By Chuck Griffin LifeTalk Editor
James discouraged favoring the rich over the poor in church. More positively, we might say he encouraged equality in the body of Christ.
We don’t know exactly why James felt the need to offer this warning, but it seems obvious his audience or audiences were struggling with the idea that poor people were as worthy of a place in the congregation as rich people.
It is not surprising early Christians would have struggled with notions of equality. Rigid class distinctions were the norm; the idea that God or any god could care equally for rich and poor was radical.
And James went even further, speaking of the poor as if God actually has a preference for them. “Hasn’t God chosen the poor in this world to be rich in faith? Aren’t they the ones who will inherit the Kingdom he promised to those who love him?”
In other words, the poor have something special to offer us—a closer connection to God, one rooted, we can presume, in their deep day-to-day dependence on God. Jesus spent a lot of time talking about the tremendous value of people the world treats as worthless.
When I think of gems hidden among the poor, I think of one encounter I had as a young journalist in Atlanta. It happened while I volunteered with a program for student journalists who produced an independent newspaper for distribution among high schoolers. I was assigned to mentor 16-year-old Lamesha, who lived with her two-year-old daughter and mother in public housing.
I was paired with Lamesha primarily because I had a child about the same age, and could use the car seat already installed in my Plymouth Acclaim to transport the two to the program’s newsroom or training events.
Lamesha, despite all of her difficult circumstances, proved to be an incredibly gifted writer. I still remember vividly one first-person piece she wrote about a drive-by shooting that happened in front of her apartment, a horrific event that left a boy dead on the sidewalk. She captured the facts, emotions and impact on her world with skills far beyond her age and training.
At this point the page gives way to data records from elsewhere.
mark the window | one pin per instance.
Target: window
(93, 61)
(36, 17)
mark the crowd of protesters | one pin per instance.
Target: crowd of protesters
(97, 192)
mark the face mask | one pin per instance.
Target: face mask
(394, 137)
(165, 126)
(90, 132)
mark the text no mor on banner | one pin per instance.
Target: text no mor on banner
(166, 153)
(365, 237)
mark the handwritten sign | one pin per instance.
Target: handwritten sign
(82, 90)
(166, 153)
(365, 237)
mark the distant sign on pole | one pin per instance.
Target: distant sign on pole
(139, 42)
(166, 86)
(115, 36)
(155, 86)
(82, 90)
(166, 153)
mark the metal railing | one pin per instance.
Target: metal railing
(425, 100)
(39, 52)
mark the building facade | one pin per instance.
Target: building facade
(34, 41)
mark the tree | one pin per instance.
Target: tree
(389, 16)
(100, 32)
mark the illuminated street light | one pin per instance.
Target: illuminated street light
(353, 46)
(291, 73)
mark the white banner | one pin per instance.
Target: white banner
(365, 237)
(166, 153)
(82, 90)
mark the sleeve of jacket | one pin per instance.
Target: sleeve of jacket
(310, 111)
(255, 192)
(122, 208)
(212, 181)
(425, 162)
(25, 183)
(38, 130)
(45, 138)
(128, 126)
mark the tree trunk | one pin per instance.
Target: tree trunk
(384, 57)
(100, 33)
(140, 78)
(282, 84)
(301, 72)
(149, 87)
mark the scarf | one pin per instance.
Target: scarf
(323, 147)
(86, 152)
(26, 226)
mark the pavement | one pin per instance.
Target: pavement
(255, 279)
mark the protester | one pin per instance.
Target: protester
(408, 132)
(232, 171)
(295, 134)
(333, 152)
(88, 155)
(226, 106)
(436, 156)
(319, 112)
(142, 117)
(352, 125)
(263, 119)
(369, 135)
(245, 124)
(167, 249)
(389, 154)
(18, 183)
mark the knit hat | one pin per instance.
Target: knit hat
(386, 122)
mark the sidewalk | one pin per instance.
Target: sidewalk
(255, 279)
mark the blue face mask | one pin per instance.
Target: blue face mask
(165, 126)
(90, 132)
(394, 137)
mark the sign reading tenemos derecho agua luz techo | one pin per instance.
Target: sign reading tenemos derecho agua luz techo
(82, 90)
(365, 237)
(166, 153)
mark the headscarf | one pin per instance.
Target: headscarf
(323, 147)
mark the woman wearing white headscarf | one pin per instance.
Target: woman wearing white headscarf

I had high hopes for her, imagining her in college and the world of great writers.
And then I went to pick her up one day, and she was gone. I knocked on the door, and there was no answer; I peered through the window, and the apartment looked vacant. I finally found a neighbor who was home.
“They just packed up and moved last night,” she said. She didn’t know why or where. To this day, I don’t know what happened. I pray the skills God put in Lamesha continued to develop somewhere. I fear the instability of her life squashed them.
That is simply a story about what poverty costs society in general. In a Christian community, James is telling us, we also lose much when we fail to recognize the value of the faithful poor among us. They are God’s new chosen people. And while we want to help them lift themselves out of poverty, there is much to learn from the poor.
For example, they know what it means to pray, “Give us this day our daily bread” in a sincere way. We who have resources take this prayer less seriously when our only concern is to replace a moldy loaf with a new one.
As they talk about their daily dependence on God, the Christian poor also serve as a corrective for those of us who begin to think our wealth, power or perceived security is a result of our own doing.
Every person has value in a community of faith. Every person. I would like to think the church will learn this lesson so well that the Lameshas of the world one day will no longer be at risk of falling through the cracks.
Lord, may we see the value of every human life, particularly as the poor enter the realm of the church! Amen.